Does it seems a little odd to be writing about this film in the middle of spring? Possibly, but Leonard Maltin once declared that Brian Desmond Hurst's 1951 adaptation of Charles Dickens' A Christmas Carol was far too good to only watch at Christmastime--and he was absolutely correct. Far beyond your typical seasonal heartwarmer, Scrooge is nothing short of a timeless masterpiece.
It's also a film that is nearer and dearer to my heart than almost any other. For as long as I can remember, I have been watching it each and every year in December, and it's very possible I've seen it more times than any other motion picture. I can recite nearly every piece of Noel Langley's adapted screenplay by heart, drawing as it does quite faithfully from Dickens' original text. Its characters, from Kathleen Harrison's shrill yet endearing Mrs. Dilber to Ernest Thesiger's grimly hilarious undertaker, are like old friends I've known my whole life.
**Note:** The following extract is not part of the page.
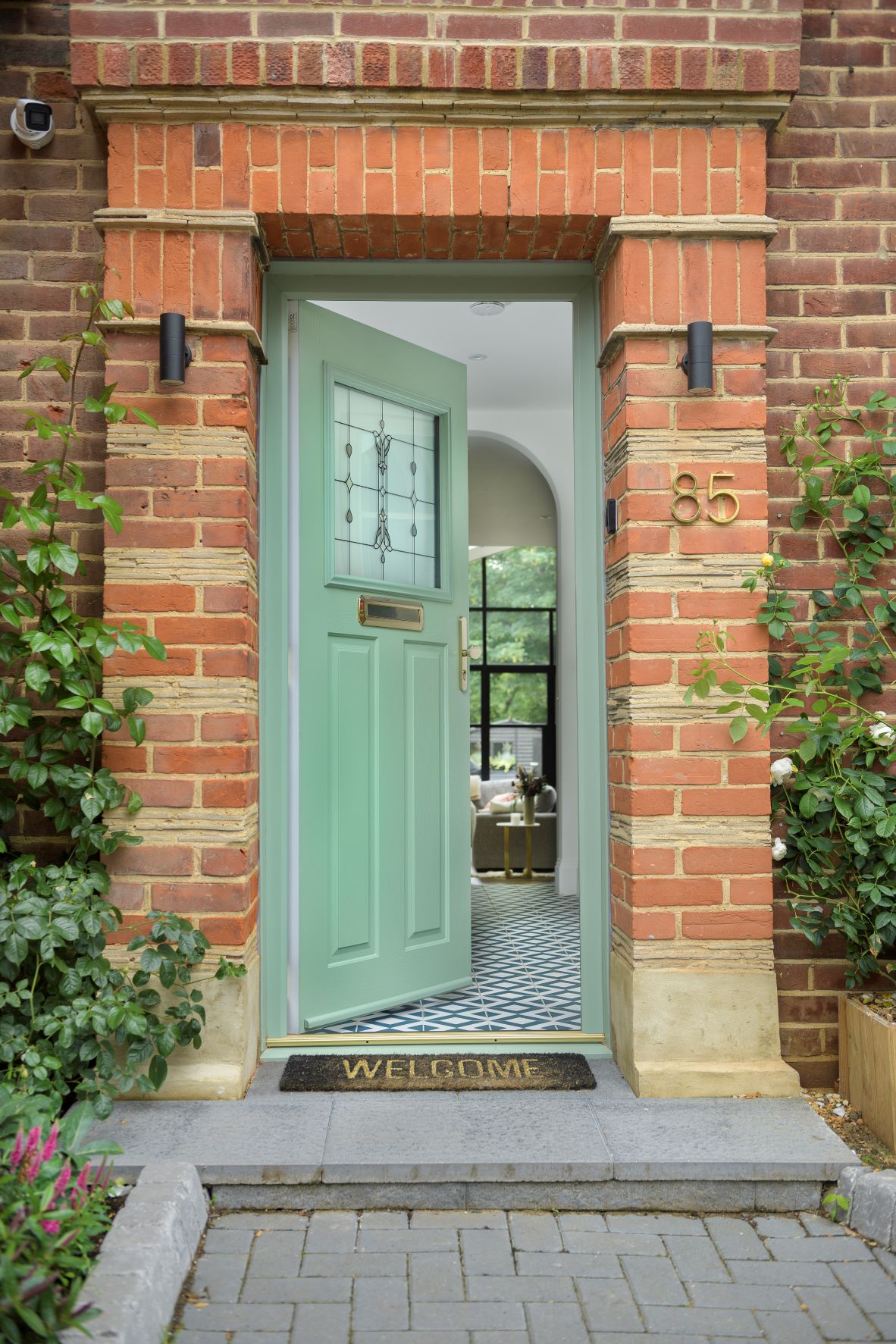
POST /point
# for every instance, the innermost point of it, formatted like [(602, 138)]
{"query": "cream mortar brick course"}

The very sound of Richard Addinsell's unmistakable score can instantly put me in a mood, and conjure up tangible, unshakable memories. No other adaptation of the classic Christmas tale even comes remotely close to the greatness of this one--in fact, quite honestly, although some are quite good, it almost feels like a pointless endeavor to watch any other when Hurst nailed it so perfectly in every way.
Why does it work so well? More than any other reason, the explanation lies in its lead actor: Alistair Sim in the role of Ebeneezer Scrooge--a revered British actor interpreting one of literature's most well-known characters, and somehow managing to make him a real, textured, living, breathing human. Unlike other versions, Scrooge here does not come off as an irredeemable soulless wretch whose transformation seems forced and trite; nor does he either seem like a really nice guy only pretending to be mean.
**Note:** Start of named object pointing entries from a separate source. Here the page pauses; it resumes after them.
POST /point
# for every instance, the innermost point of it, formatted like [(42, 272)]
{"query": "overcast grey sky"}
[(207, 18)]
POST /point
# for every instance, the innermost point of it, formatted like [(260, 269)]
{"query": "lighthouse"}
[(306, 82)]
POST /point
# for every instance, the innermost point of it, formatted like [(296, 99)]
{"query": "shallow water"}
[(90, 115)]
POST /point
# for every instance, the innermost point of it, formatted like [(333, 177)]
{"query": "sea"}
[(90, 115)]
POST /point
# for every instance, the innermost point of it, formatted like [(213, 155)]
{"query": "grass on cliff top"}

Rather, Sim's Scrooge contains both aspects equally, balancing them out in such a way that we buy him completely as the unfeeling skinflint, and rejoice with him in his later redemption, which is pulled off so expertly that it can still give me chills a third of a century after the first time I witnessed it. His performance imbues the film with heart, yet without schmaltz; more importantly than anything else, he is authentic.
Dickens' message of hope and joy is brought to life in a manner which somehow avoids both sentimentality and cynicism at the same time. Scrooge's heartbreaking relationship with his ill-fated sister Fan; the unflappable Bob Cratchit, played by Mervyn Johns, putting on a brave face for Tiny Tim; and perhaps more than anything else, the old humbug's reconciliation with his nephew Fred, as he embraces the daughter-in-law who reminds him of Fan, as the strains of "Barbara Allen" fill our ears. Even in the liberties it takes with Dickens' plot, there is not a single misstep. This is film magic at its best.
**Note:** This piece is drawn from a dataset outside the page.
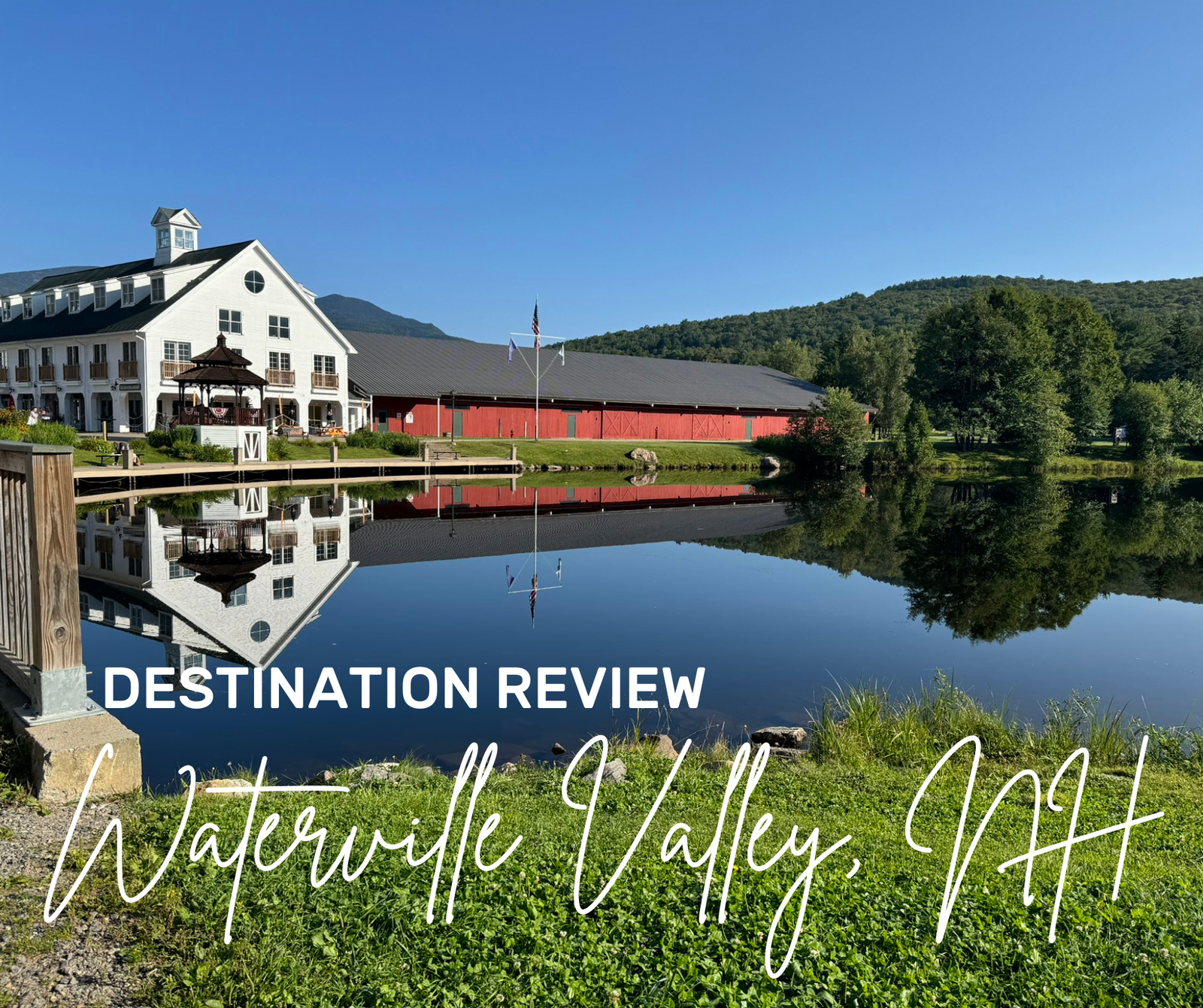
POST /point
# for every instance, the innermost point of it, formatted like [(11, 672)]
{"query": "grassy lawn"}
[(613, 455)]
There's an even-handed subtlety at work here; unlike other adaptations, it never feels cartoonish, and also never becomes too dark. There's a tendency with this story to sometimes either play it too broad, or otherwise to give in to the urge to make it a full-on ghost story. Maybe Dickens meant it to be a bit grimmer than Hurst's version, but no matter; like the finest of screen adaptations, it takes the essence of the source and does something remarkable that's all its own. Something about this story has touched people for over a century and half, and this movie seems to totally understand what it is.
The film holds both wonder for a small child, with its moral lesson and flamboyant ghosts (Michael Hordern's sympathetic Jacob Marley stands out), yet it also offers much to adults--in fact, I can personally vouch that the experience of watching it changes it deepens with age. This film holds profound power over me, so much so that I find emotions welling up inside even simply writing about it.
It's usually Frank Capra's It's a Wonderful Life that is typically held up as the quintessential Christmas movie. And as amazing as that movie is, for me, Scrooge will always be the one, a movie that transcends the holidays to become a deep experience, not just a great Christmas movie, but a great film. In my family, it has always been a tradition to watch it, to cherish each and every scene, to grin and hold back tears in turn as every scene, every line plays out.
Charles Dickens blessed his fellow man with a tale that touches something universal in us, and this adaptation is its most perfect cinematic distillation. I encourage anyone who has never seen it to get a hold of it, and allow the awe-inspiring Alistair Sim to floor you with his spot-on screen presence and profound understanding of the character. Hold off until Christmas to see it if you like, but really, why wait?